Mostly though, my own work at that time involved radio plays, first with the late, much missed Marilyn Imrie, and following that with the equally missed Hamish Wilson. Of which more soon. 

When the job came to an end, I was on the verge of moving to Huddersfield, where I had just been accepted for a writer in residence post but was yet to make up my mind about it. Then an Ayrshire based friend decided to stop off in Kingskettle on his way to a fencing tournament. He never got to the tournament, and soon after that, I moved back to Ayrshire, got married and became a more or less full time writer. 

An Unexpected Use for AI

 

Image, courtesy of hotpot.ai/art-generator 

 He's rather nice, isn't he? 

I have to admit, up front, that I'm not a big fan of AI. I never use it for writing (I can do that all by myself.), I don't like the way it harvests the work of genuine creatives, and I keep seeing these appalling AI images drifting past my eyes on social media, most of them ridiculous or inaccurate or both. 
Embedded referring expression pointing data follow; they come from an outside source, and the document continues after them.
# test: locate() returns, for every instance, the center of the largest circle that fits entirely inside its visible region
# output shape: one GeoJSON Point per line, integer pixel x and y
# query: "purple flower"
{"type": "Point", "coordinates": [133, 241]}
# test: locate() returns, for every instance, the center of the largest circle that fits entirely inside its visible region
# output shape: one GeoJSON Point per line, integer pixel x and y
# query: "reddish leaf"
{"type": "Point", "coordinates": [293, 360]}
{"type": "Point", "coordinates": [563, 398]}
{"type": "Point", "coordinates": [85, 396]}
My book covers so far - the ones I source myself - are supplied by my artist husband, Alan Lees, my own collection of very old photographs, or more recently, some spectacularly beautiful photographs by our friend Michal Piasecki  licenced only for this single use. The cover designs are made from these images by Lumphanan Press who also format the books for me.
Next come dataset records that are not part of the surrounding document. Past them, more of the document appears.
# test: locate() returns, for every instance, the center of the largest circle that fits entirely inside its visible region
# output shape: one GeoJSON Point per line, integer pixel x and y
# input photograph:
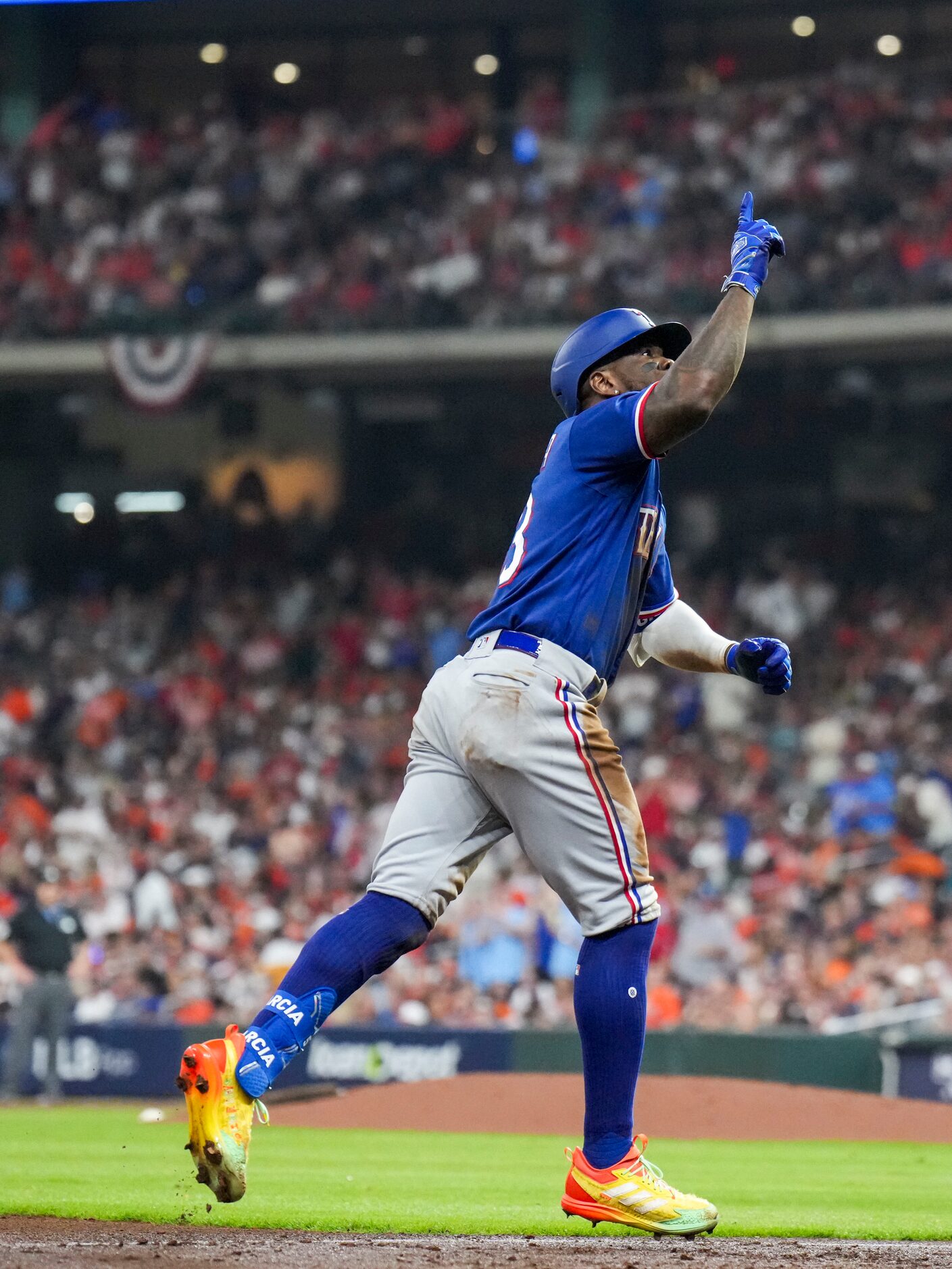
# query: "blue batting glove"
{"type": "Point", "coordinates": [764, 662]}
{"type": "Point", "coordinates": [754, 245]}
But here's a thing. Like many writers, when I'm working on a book, whether it's fiction or non-fiction, I do like to surround myself with images of all kinds. They can be photographs, postcards, paintings, landscapes, houses, maps, and characters that reflect whoever or whatever I'm writing about - a whole miscellany of images that will never appear in the book as themselves, but will feed into the inspiration behind it. It's one of the pleasures of creating. My work-space becomes a kind of mega mood board. 

I do the same thing on Pinterest as well, making a board for each project. 
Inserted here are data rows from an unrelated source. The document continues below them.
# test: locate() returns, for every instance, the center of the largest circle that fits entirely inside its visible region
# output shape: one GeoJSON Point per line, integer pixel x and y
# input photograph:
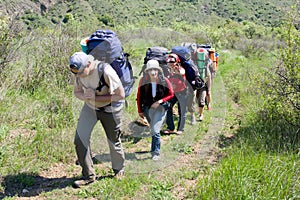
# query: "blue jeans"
{"type": "Point", "coordinates": [111, 123]}
{"type": "Point", "coordinates": [182, 99]}
{"type": "Point", "coordinates": [156, 119]}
My latest project is going to be a trilogy. I've written two books in the series, and hope to publish them either before Christmas, or soon after: Hera's Orchard and Bitter Oranges. I'll be tackling the third in 2025. The books are set mostly on the Canary Isles, and they are about the challenges and joys of a cross cultural relationship. 

I'm going back to an old project here that has had several incarnations, including a radio play, a short story, and a novel that was so skewed by my then publisher that it bore only a faint resemblance to the book I had written. 'You wrote a sensitive exploration of a marriage and we turned it into a beach bonk buster' said my editor, regretfully, many years later. She wasn't wrong. What I really wanted to do was get back to my original idea, and see where it took me.

I wrote the first book, published it briefly on Amazon as Orange Blossoms, unpublished it quite quickly, because I wasn't happy with it, and then revised it drastically, while working flat out on the sequel. It has taken a while, but I'm finalising edits of both books. 

My husband used to be a charter yacht skipper, so we spent a couple of winters in the Canaries, aboard a 50 foot catamaran. It was probably where my love of all things Spanish began. I'm looking at some of my old photographs as I type this, as well as maps, and a little heap of reference books. 

So - where does AI come in? Well, in an idle moment, last night, I found a site called hotpot.ai, and even more idly typed into the little box the simple line  'handsome Spanish man sitting under an orange tree.' Within a couple of seconds, the site had generated the picture at the top of this post. I was surprised. I mean, not only is he handsome, but he genuinely looks Spanish. (Where was this 'harvested' from, I wonder?) The oranges are a bit OTT  in the way of so much AI, but for a book called Hera's Orchard in which the oranges themselves take on a kind of magical quality, it's fine by me.

Today, I had another go, because my 'hero' for want of a better word, plays the guitar. But it has to be a Spanish guitar. And so it is. Not sure about the beard, but it's still a pretty good image. 

As I say, I won't be using this in any commercial sense. My husband has already supplied me with three lovely cover images. But many writers like to play about with visual images as additional sources of inspiration ...  which these are. Thanks, hotpot!